Podemos dividir la película en dos episodios: uno, el de Casablanca, donde los personajes tienen diálogos melodramáticos entregados en susurros. Ahí, Vatan baraja cartas como el mejor croupier de Mónaco y falla una apuesta a propósito para ir a una velada donde estará su blanco. Antes de la misión, Mariane y él comienzan a sentir algo por el otro y hacen el amor en un auto durante una tormenta de arena. Es una película de James Bond que alude constantemente a Curtiz, pero la explícita violencia hacia el final de este episodio nos apunta a un realismo escondido. En la segunda mitad, cuando Max se ha casado con Mariane y viven juntos con su bebé en Londres, la estética y el tono de la película cambian por completo. No es una traición de Zemeckis, y aunque los espectadores pueden asumir esto como tal, no es un error: la película pareciera estar haciendo una crítica de las ilusiones. La guerra horrible es presentada como un romance; la paz familiar es una debacle. A partir del episodio londinense los colores se hacen más oscuros, no debido al clima inglés sino a la posibilidad de que Mariane sea en realidad una espía alemana. Quizá sería ir muy lejos decir que la cinta es una metáfora del estrés postraumático o de las ilusiones perdidas del matrimonio. No hay símbolos que apunten a ello y más bien Zemeckis tiende a permanecer en lo anecdótico, es decir, sólo quiere contar su historia y entretener. Sin embargo hay pequeños detalles que sí afirman una ruptura consciente con el cine clásico de Hollywood.

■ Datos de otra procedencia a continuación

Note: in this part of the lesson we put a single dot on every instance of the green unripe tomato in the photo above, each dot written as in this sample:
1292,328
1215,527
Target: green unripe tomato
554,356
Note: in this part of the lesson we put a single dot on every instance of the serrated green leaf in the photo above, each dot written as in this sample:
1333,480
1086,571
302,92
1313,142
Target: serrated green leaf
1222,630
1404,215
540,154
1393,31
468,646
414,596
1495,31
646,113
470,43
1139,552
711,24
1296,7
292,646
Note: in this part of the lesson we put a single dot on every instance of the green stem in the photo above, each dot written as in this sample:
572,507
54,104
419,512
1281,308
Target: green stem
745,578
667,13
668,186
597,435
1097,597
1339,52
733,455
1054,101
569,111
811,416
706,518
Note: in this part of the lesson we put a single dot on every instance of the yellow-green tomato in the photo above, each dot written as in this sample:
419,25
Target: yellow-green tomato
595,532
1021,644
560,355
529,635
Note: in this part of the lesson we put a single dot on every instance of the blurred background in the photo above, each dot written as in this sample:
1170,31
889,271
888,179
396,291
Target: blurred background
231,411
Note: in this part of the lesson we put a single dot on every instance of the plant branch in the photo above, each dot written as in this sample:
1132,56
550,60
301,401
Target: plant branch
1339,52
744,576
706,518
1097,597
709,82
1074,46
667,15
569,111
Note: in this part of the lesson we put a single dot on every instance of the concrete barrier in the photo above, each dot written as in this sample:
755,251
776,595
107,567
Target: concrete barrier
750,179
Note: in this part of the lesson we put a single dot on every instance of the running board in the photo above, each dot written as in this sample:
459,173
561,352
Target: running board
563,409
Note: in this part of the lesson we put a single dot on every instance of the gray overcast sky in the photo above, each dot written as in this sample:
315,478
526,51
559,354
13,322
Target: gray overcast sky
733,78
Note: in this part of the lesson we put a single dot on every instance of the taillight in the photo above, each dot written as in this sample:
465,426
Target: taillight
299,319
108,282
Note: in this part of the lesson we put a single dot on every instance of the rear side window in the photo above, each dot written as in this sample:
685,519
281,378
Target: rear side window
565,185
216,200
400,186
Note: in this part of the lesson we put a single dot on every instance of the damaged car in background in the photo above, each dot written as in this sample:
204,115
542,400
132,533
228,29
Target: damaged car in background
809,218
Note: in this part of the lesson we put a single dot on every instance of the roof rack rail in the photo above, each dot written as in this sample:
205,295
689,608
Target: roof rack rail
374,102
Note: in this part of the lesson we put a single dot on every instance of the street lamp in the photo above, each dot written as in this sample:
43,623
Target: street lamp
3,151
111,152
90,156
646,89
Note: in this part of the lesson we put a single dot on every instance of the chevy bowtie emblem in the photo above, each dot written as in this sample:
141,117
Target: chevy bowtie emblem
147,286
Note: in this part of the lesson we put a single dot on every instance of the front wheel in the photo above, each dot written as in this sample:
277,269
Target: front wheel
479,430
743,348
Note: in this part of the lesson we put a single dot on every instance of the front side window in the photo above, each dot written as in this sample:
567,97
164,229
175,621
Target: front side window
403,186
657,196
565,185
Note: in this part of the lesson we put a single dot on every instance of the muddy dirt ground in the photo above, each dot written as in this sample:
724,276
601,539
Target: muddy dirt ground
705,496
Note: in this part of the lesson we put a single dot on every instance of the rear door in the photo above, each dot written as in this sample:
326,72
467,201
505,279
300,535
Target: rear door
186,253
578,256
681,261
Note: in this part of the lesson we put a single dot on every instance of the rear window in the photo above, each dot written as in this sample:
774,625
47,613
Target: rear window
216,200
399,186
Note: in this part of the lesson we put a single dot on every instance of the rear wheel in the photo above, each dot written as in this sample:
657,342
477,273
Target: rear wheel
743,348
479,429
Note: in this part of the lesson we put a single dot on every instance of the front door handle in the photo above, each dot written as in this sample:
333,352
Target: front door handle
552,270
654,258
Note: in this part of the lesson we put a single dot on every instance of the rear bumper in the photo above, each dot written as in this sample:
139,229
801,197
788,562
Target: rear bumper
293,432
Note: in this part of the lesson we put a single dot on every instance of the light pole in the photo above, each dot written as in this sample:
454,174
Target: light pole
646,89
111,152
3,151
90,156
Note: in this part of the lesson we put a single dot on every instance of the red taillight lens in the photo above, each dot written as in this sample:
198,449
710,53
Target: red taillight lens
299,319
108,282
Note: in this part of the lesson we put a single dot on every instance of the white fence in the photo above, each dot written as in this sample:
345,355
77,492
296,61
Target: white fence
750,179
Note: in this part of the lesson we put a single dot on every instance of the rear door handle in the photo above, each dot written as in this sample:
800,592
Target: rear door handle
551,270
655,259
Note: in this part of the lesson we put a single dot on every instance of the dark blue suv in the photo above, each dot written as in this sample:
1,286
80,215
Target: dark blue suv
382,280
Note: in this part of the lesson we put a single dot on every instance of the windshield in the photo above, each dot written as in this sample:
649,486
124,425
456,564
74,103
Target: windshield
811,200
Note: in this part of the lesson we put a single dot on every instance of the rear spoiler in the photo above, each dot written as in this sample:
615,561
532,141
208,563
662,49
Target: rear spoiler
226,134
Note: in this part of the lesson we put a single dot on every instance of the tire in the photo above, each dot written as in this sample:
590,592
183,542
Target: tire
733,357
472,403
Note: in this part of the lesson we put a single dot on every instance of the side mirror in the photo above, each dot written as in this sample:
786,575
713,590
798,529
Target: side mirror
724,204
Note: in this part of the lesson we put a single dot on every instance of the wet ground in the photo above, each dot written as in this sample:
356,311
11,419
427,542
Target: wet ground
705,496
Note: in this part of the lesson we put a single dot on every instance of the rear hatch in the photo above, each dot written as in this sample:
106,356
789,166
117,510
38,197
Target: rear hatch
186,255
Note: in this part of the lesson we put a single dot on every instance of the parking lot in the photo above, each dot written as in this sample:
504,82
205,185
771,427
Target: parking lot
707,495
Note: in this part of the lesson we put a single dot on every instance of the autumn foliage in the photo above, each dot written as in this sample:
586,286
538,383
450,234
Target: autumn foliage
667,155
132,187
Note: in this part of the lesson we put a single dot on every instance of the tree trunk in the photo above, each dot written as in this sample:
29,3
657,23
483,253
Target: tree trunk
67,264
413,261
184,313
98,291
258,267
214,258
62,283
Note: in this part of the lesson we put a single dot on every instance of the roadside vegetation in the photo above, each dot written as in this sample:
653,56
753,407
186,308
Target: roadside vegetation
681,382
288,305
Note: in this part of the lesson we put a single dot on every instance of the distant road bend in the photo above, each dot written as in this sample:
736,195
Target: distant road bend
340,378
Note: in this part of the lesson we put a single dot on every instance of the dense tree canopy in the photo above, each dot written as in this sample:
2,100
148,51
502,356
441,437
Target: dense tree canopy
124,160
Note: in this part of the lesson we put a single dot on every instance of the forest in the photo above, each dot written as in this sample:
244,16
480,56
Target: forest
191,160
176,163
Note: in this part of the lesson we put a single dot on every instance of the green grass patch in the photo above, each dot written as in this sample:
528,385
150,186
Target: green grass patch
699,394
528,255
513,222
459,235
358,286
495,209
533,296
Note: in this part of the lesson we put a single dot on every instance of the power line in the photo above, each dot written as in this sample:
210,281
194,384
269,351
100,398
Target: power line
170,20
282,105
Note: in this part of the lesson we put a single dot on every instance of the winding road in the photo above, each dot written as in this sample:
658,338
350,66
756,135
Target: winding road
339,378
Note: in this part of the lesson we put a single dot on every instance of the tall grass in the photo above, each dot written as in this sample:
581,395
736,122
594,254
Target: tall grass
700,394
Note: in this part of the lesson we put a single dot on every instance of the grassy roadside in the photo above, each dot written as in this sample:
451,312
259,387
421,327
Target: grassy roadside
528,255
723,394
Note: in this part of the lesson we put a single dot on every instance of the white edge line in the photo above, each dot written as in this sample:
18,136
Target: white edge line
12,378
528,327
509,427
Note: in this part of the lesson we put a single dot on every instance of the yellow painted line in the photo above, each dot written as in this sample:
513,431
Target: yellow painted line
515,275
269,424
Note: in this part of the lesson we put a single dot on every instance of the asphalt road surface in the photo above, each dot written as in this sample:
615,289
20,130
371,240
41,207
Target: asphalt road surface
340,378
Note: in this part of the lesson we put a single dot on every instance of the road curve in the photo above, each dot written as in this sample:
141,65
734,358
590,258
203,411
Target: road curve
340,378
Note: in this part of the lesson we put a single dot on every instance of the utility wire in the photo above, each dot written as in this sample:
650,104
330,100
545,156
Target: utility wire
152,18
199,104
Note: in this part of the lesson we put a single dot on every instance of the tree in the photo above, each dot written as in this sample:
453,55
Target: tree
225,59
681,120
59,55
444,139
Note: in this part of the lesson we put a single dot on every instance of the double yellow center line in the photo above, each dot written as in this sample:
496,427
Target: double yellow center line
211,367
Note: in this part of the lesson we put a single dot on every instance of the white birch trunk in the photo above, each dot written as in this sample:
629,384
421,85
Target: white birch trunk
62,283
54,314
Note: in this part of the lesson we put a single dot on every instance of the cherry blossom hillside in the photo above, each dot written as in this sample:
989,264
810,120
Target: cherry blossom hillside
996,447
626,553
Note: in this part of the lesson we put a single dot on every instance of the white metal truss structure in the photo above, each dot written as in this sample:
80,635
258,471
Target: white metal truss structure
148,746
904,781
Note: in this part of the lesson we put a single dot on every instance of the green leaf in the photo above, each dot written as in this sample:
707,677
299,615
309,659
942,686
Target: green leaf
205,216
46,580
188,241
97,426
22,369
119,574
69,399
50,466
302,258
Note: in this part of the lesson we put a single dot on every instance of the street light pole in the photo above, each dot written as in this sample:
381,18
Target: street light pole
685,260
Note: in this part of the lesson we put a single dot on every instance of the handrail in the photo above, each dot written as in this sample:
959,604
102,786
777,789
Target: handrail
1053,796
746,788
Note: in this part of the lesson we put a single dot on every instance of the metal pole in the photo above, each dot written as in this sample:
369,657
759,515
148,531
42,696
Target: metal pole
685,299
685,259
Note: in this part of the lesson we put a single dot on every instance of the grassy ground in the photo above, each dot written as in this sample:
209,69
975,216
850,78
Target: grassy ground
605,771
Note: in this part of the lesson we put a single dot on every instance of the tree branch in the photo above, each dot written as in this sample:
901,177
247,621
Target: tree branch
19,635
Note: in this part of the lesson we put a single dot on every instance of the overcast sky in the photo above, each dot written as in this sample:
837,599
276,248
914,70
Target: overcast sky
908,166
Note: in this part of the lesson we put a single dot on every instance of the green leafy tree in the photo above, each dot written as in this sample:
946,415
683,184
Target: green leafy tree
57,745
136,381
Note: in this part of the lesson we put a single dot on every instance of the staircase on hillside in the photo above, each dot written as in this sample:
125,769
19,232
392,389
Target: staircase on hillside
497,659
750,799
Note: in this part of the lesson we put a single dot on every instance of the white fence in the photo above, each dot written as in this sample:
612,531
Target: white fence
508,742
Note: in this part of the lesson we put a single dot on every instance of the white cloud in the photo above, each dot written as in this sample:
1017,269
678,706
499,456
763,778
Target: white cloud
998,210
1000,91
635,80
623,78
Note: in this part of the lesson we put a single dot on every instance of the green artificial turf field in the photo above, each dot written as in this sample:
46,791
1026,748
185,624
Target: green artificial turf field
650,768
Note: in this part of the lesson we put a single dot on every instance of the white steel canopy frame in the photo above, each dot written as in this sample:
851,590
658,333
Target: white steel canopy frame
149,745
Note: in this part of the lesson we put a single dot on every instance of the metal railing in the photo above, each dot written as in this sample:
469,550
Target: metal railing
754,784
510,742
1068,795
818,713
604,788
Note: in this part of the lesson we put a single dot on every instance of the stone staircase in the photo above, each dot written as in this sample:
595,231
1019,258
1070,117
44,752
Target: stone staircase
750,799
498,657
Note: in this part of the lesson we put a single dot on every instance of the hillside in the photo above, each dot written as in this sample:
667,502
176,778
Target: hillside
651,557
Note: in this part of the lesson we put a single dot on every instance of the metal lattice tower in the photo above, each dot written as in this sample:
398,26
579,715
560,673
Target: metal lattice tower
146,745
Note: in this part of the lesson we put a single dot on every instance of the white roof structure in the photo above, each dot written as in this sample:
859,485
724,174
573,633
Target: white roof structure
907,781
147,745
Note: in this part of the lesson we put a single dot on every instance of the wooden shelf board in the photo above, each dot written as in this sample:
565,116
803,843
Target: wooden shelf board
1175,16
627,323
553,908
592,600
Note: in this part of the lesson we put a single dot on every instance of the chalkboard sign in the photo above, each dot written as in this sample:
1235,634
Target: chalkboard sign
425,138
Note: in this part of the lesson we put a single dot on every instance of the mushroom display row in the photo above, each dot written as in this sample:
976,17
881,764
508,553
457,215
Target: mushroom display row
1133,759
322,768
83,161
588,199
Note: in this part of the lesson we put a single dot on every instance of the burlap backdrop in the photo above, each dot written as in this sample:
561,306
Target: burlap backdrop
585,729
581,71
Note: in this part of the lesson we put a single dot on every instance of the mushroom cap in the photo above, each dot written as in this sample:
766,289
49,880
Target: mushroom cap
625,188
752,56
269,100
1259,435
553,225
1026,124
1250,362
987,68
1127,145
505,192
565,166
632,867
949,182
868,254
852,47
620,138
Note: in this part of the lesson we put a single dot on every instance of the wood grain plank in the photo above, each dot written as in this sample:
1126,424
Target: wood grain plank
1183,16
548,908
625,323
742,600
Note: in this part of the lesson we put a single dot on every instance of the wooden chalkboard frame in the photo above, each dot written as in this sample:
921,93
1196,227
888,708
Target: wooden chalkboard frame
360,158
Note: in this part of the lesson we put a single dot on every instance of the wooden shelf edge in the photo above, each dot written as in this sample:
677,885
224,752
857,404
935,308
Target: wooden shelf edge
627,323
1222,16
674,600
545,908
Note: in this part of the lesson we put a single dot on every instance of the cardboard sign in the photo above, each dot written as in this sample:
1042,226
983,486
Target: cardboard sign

En apariencia, es dramáticamente innecesario que la hermana de Max, Bridget (Lizzy Caplan), sea lesbiana. Su orientación sexual resalta en una película de este tipo pero no aporta absolutamente nada a la trama. Si estuviera aislada de otros elementos similares, parecería una mera ocurrencia moral para mostrar lo incluyente que es Hollywood, pero alrededor de los Vatan se construye una naturalidad inesperada en una cinta sobre la vida londinense durante la guerra. Vamos, el cine hecho por los triunfadores de la Segunda Guerra Mundial tiende a moralizar a sus héroes como gente buena, heterosexual y sin vicios, que pelea por el bien común y no usa palabras más fuertes que hellinfierno o diablos, dependiendo del contexto—. Fue hasta que cineastas como Samuel Fuller y Robert Aldrich obtuvieron grandes presupuestos que comenzamos a ver figuras menos perfectas, más sucias. Aliados comienza pareciéndose al cine previo a estos directores pero en su segunda mitad se transforma en el cine posterior a ellos. Max, por ejemplo, comienza a usar los derivados de fuck, y ya nadie susurra cuando habla. La interacción entre Mariane y él es completamente lo contrario al melodrama, y tanto Cotillard como Pitt interpretan a sus personajes como padres de familia normales, sin diálogo extremo. Más adelante, durante una fiesta, vemos a algunos de los asistentes usando cocaína y escondiéndose en armarios y cuartos de donde Max los saca semidesnudos. Estos no son los londinenses de Laurence Olivier y Vivien Leigh, sino unos quizá más parecidos a los reales: humanos diversos que actúan donde la moral vieja y sus juicios no alcanzan a verlos.

Zemeckis se rehusa a la mojigatería aunque recae en el melodrama hacia el final de la cinta, que por cierto contiene imágenes tan explícitas como las del final de la primera mitad. Aliados termina siendo desigual —pero no mala— y probablemente intrascendente, es decir, no nos acordaremos de ella en unos 20 años —quizá ni siquiera en unos cinco—, pero no por eso deja de ser un experimento interesante que refleja una convicción progresista de abandonar la nostalgia por un cine viejo. Para algunos espectadores quizá sea interesante compararla con la reaccionaria Hasta el último hombre (Hacksaw Ridge, 2016), de Mel Gibson, que en vez de encontrar la modernidad en los 40, regresa en el tiempo a esos años para hacer propaganda cristiana, y a los 80, para filmar una violencia desmedida que se disfraza de honor.